Riteniamo che l’autorità di polizia giudiziaria non possa sottrarsi all’obbligo di
arresto qualora l’attività delittuosa per cui interviene configuri una delle ipotesi
contemplate dall’art. 380 c.p.p.; né appare seriamente sostenibile, in assenza di una chiara
volontà legislativa in tal senso, che l’introduzione della nuova misura dell’allontanamento
dalla casa familiare abbia comportato, stante la minore compressione della libertà
personale, una riduzione dell’ambito applicativo dell’arresto.
Si potrebbe ritenere che rispetto ai reati consumati in ambiente domestico l’arresto
debba lasciare il passo all’allontanamento d’urgenza dalla casa familiare (con il divieto
di avvicinamento ai luoghi abitualmente frequentati dalla vittima), prevalendo sulle
generiche esigenze di tutela della collettività le specifiche finalità protettive della persona
offesa. A parere di chi scrive, la soluzione non è convincente sia perché, come già
detto sopra, la misura dovrebbe trovare applicazione anche rispetto ai delitti consumati
fuori dall’ambiente domestico, sia perché rispetto a reati di elevata gravità non possono
essere ignorate le esigenze di tutela degli altri consociati.
280 Analogamente, in tema di arresto facoltativo, cfr. Cass. pen., sez.

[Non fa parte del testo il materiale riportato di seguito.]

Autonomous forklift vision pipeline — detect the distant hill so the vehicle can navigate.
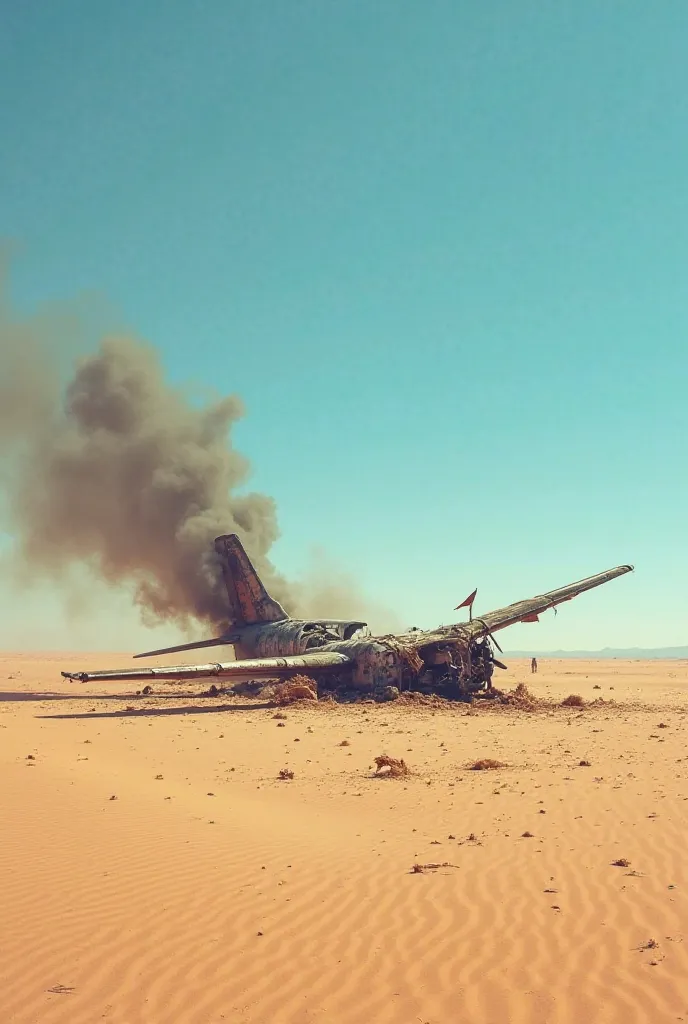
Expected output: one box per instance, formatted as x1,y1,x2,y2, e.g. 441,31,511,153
504,647,688,660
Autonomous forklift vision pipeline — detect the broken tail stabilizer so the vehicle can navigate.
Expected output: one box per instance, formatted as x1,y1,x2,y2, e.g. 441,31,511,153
133,634,240,660
214,534,288,626
133,533,288,659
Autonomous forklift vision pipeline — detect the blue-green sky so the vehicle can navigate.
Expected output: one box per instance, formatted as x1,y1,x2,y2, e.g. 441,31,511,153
1,1,686,651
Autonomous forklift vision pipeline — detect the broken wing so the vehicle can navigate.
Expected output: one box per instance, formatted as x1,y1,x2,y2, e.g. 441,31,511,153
61,650,351,684
132,634,241,659
465,564,633,638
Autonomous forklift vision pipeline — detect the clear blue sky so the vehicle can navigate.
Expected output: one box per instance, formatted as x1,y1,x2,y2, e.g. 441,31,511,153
1,1,686,651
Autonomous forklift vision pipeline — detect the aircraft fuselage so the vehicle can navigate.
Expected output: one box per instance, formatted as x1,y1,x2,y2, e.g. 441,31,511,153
230,618,367,659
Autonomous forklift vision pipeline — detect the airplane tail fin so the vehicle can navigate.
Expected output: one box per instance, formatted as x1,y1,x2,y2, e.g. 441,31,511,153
214,534,288,626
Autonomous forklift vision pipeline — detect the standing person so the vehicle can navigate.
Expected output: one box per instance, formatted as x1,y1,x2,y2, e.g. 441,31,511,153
531,657,538,674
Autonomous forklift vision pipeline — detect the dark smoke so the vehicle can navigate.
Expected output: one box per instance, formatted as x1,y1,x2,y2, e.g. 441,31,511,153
0,280,294,634
0,274,402,641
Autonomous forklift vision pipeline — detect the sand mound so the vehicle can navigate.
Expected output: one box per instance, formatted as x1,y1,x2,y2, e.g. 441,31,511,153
273,676,318,705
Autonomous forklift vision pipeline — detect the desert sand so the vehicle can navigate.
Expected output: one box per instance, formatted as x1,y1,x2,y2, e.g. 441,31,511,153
1,654,687,1024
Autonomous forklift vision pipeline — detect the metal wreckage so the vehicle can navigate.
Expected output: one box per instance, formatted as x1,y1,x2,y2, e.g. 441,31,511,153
63,535,633,701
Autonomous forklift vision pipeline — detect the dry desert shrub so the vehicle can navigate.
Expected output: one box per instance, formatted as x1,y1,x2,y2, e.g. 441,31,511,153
500,683,538,710
469,758,507,770
273,675,318,705
278,768,295,781
561,694,585,708
374,755,409,778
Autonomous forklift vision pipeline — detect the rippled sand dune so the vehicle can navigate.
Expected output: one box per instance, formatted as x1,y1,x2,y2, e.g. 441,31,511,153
1,653,687,1023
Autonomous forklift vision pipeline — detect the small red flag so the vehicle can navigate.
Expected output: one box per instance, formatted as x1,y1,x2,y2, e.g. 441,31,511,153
454,588,477,611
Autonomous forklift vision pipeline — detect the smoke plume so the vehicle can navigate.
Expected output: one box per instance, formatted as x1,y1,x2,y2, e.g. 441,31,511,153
0,280,297,634
0,273,402,641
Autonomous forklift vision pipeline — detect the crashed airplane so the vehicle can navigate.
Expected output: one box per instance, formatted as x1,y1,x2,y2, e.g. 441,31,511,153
62,535,633,701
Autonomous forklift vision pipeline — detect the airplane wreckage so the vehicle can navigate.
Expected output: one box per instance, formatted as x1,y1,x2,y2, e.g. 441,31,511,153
63,535,633,701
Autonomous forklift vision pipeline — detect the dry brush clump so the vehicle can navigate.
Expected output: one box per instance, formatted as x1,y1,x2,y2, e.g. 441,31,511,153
561,694,586,708
373,755,409,778
469,759,507,771
500,683,538,710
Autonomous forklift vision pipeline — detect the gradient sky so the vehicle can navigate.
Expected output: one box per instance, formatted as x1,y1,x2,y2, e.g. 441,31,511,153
1,1,687,652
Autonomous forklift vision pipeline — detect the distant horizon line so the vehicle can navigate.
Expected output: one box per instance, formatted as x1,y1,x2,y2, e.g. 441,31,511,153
504,645,688,660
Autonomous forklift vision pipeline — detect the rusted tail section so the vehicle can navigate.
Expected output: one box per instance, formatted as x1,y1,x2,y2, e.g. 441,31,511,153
214,534,288,626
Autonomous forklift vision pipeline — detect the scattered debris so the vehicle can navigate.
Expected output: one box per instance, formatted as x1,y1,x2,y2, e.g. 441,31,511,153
232,680,267,697
273,712,288,720
411,862,456,873
278,768,295,781
397,691,449,709
374,755,409,778
469,759,506,771
379,685,400,702
561,694,585,708
612,858,631,868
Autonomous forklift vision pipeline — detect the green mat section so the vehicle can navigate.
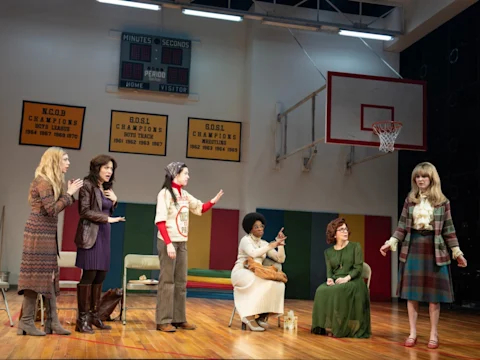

VI, 6 maggio 2009-29 luglio 2009, n.
31281, Rv. 244680; Cass. pen., sez. II, 19 settembre 2003-23 ottobre 2003, n. 40432, Rv. 227276.
Ritiene il Consiglio Superiore della Magistratura, nel parere più volte citato, che l’accertamento in
concreto, da parte delle forze di polizia, della pericolosità per la vittima di una eventuale recidiva,
diventi dirimente al fine di evitare un «distorto utilizzo dell’istituto che, per come confezionato, si
presta a fornire una risposta sproporzionata per eccesso rispetto al disvalore della condotta illecita».